Gültekin Avcı savunmasında, kendisine suç olarak isnat edilen konularla ilgili (İran, casusluk, muta vb.) uzmanlık sahibi olduğunu ve yayınlanmış kitaplarının bulunduğunu söyledi. Bu konuların sadece kendi köşesinde yazılmadığını, medyanın tamamında haber olduğunu kaydetti. Kendisine yöneltilen siyasi ve askeri casusluk suçlamalarına ilişkin ise dosyada hiçbir delilin bulunmadığını belirten Avcı, AİHM kararlarına göre, gazetecilerin bu tarz konuları, açıklamalarının ve yazmalarının kamu yararı olduğu sürece suç olmadığını savundu.
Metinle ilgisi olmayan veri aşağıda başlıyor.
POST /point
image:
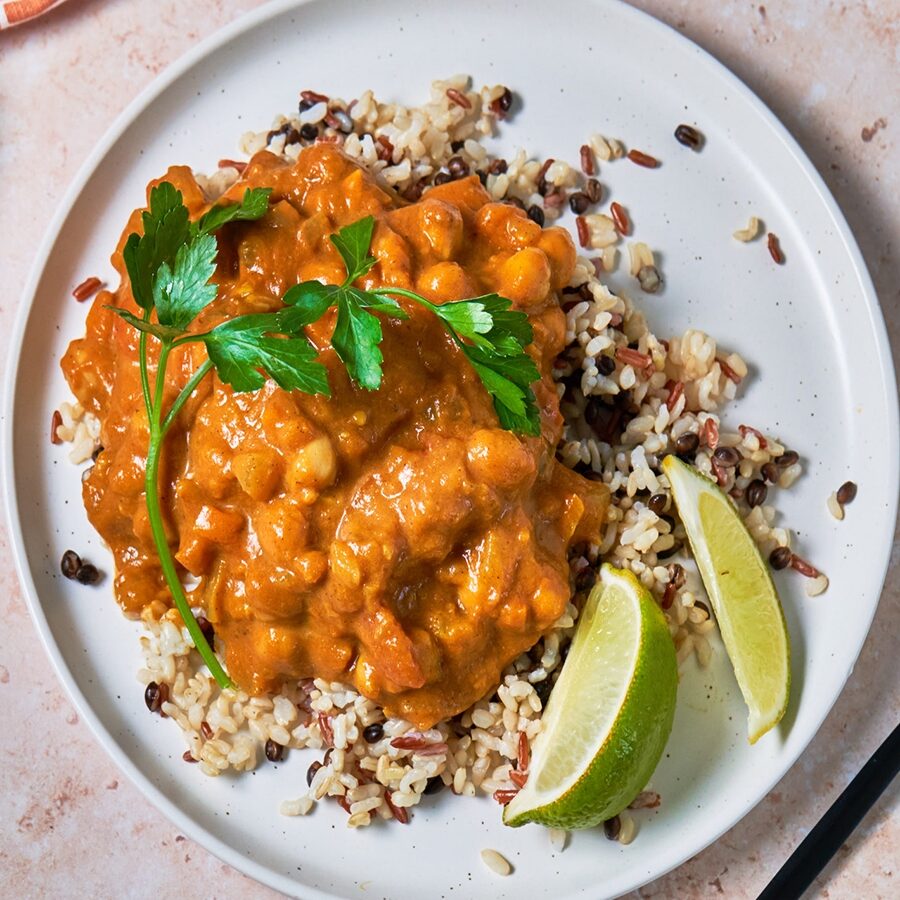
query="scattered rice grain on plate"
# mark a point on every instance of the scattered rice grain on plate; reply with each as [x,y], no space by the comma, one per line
[496,862]
[749,232]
TUTUKLANAN 3 EMNİYET MENSUBU
Öte yandan mahkeme, emniyet mensupları Murat Çobanoğlu, Bekir Enes Arı ve Yusuf Yolcu'nun da tutuklanmasına karar verdi. Mahkeme, tutuklanmaları istenen diğer 3 polisin ise adli kontrol şartı ile serbest bırakılmasına ve tutuksuz yargılanmasına karar verdi.
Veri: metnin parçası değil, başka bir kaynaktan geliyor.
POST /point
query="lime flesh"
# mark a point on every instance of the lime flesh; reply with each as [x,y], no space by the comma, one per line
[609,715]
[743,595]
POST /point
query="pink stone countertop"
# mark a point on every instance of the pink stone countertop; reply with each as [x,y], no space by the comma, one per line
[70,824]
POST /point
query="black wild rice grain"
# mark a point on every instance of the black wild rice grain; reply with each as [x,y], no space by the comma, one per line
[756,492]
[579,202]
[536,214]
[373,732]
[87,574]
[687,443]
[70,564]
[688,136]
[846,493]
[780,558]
REDDİ HAKİM TALEBİ REDDEDİLDİ
Avcı'yla ilgili tutuklama kararını İstanbul 2. Sulh Ceza Hakimi Durmuş Karaçalı verdi. Paralel medyada Karaçalı'nın, daha önce bir yazısı sebebiyle Gültekin Avcı hakkında şikayetçi olduğu, Yargıtay kararlarına göre bir şüpheli hakkında şikayeti bulunan bir hakimin o şüpheliyi sorgulamasının kanuna aykırı olduğu iddia edildi. Bu gerekçeyle Avcı'nın avukatları reddihakim talebinde bulundular. Karaçalı, bu talebi reddetti. Basında ayrıca Karaçalı'nın Avcı hakkında şikayette bulunduğu iddiasının da doğru olmadığı dile getirildi.
TALİMATI GÜLEN'DEN ALDI
Selam-Tevhid kumpası kapsamında tutuklanan Paralel Savcı Gültekin Avcı'ya yönelik suçlamaların sadece köşe yazılarına dayandığı iddialarının doğru olmadığı, suçlamalarda 17-25 Aralık darbe girişimindeki bazı telefon görüşmelerinin de dayanak olduğu belirtiliyor.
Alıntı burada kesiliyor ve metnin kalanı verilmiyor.